# My Wasatch bear pics...



## tweedmadsen (Nov 16, 2007)

I got lucky and drew a Wasatch bear tag at the hunt expo. I put out a couple of bait sites in 2 different general areas I can up with after talking with a few people....all a bit south of Spanish Fork.

I got no action for the first 12 days. Since then one of the bait sites has been pretty active. A bear or bears is there 2-3x per day.

I'll post some pics. I'm no bear hunter. Haven't ever really hunted them before and don't know if any of these are any good....would love some input.

Thanks.

http://s61.photobucket.com/user/Mmadsen15/embed/slideshow/


----------



## tweedmadsen (Nov 16, 2007)

http://pic2.pbsrc.com/flash/rss_slideshow.swf


----------



## tweedmadsen (Nov 16, 2007)




----------



## tweedmadsen (Nov 16, 2007)




----------



## tweedmadsen (Nov 16, 2007)




----------



## tweedmadsen (Nov 16, 2007)




----------



## tweedmadsen (Nov 16, 2007)

And what the heck do you think this is?


----------



## johnnycake (Jul 19, 2011)

Neat! And congrats on pulling a fun tag unexpectedly. With bears, judging size can be tricky and having something at the bait site to use as a reference for size is a big help. Even just a wooden stake with a mark at a fixed height (like 5-6'), preferably next to a place the bear has to stand up to access some goodies. 

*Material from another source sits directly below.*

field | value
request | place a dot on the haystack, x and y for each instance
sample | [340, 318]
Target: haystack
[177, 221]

It is hard to say for sure comparing the b/w photos with the color ones, but I think those are all the same bear. Based on the head shape I would lean towards that being a sow, and medium/average sized. Somewhere around 5' square. She has beautiful coloring though and doesn't appear to have bald spots which is nice. But depending on how big those logs actually are I could be way off.


----------



## JC HUNTER (May 18, 2015)

tweedmadsen said:


> I got lucky and drew a Wasatch bear tag at the hunt expo. I put out a couple of bait sites in 2 different general areas I can up with after talking with a few people....*all a bit south of Spanish Fork.*
> 
> I got no action for the first 12 days. Since then one of the bait sites has been pretty active. A bear or bears is there 2-3x per day.
> 
> ...


You might want to double check and make sure you're in the right area. The Wasatch boundary ends at Spanish Fork Canyon. Anything south of the canyon rd is in the Nebo unit. Congrats on the tag!


----------



## elkantlers (Feb 27, 2014)

None of them look like monsters, But at least you have bears. Put some fry grease on the ground in front of the bait and when the bears walk in it they will track it all over the place and other bears will follow the tracks back to the bait.


----------



## 35whelen (Jul 3, 2012)

Congrats on the tag! Good luck!


----------



## tweedmadsen (Nov 16, 2007)

Finally got a hit on my 2nd site as well.....though this bear didn't give me any good pics.


----------



## tweedmadsen (Nov 16, 2007)

Other site is still active too....


----------



## Critter (Mar 20, 2010)

It is always hard to tell just what a bear really is unless there is something next to them for a reference. You just need to decided if this is the bear for you or not. 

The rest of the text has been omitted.